In an email, Ms. Hafera criticized Montpelier for “instinctively resorting to the left’s talking point” that criticism of racial politics “is somehow proof of White supremacy.”
“Such an extreme response only draws more attention to the fact that the foundation is desperate to cover up their radical, anti-American history policies,” Ms. Hafera said.
Her report asserts that Mount Vernon offers reconstructed slave quarters, a house tour that mentions slavery and a memorial to the enslaved. It also presents Washington’s opposition to slavery and his decision to free his slaves when he died.
Matt Briney, vice president of media and communications at Mount Vernon, said he would not comment on the report’s interpretation of Montpelier and Monticello.
“I do think it very fairly represents Mount Vernon in that we have incorporated the story of slavery without losing sight of Washington’s service to country and the founding of the nation,” Mr. Briney said.
Some historians defended the increased focus on slavery at the presidential homes.
“It is not possible to exaggerate the importance of ideas about race and the dynamics of human slavery in trying to understand the worldviews of Jefferson, Madison and Washington,” said James Grossman, executive director of the American Historical Association.

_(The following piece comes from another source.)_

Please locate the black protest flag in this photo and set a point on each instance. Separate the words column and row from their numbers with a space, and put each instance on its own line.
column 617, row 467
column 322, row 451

Constitutional historian Kevin R.C. Gutzman, an author of biographies on Madison and Jefferson, warned against minimizing the progress of the three presidents in eliminating slavery.
He said Jefferson took public policy steps to ban slavery from Ohio, Indiana, Illinois, Michigan and Wisconsin. Like Jefferson, Madison supported the abolitionist American Colonization Society.
The Western Connecticut State University professor added that Washington — who took longer to progress “from happy slave owner to opponent of the institution” — ultimately accepted Black men into the Continental Army and freed his slaves in his will.
Still, Mr. Gutzman sees a growing trend of historical sites exaggerating the Founding Fathers’ racial failings.
“I think any account of these men that omits that they were born into a society in which no one questioned slavery’s morality — and that they all came to attack it in ways that played strong roles in persuading Americans it was wrong — is inadequate,” Mr. Gutzman said.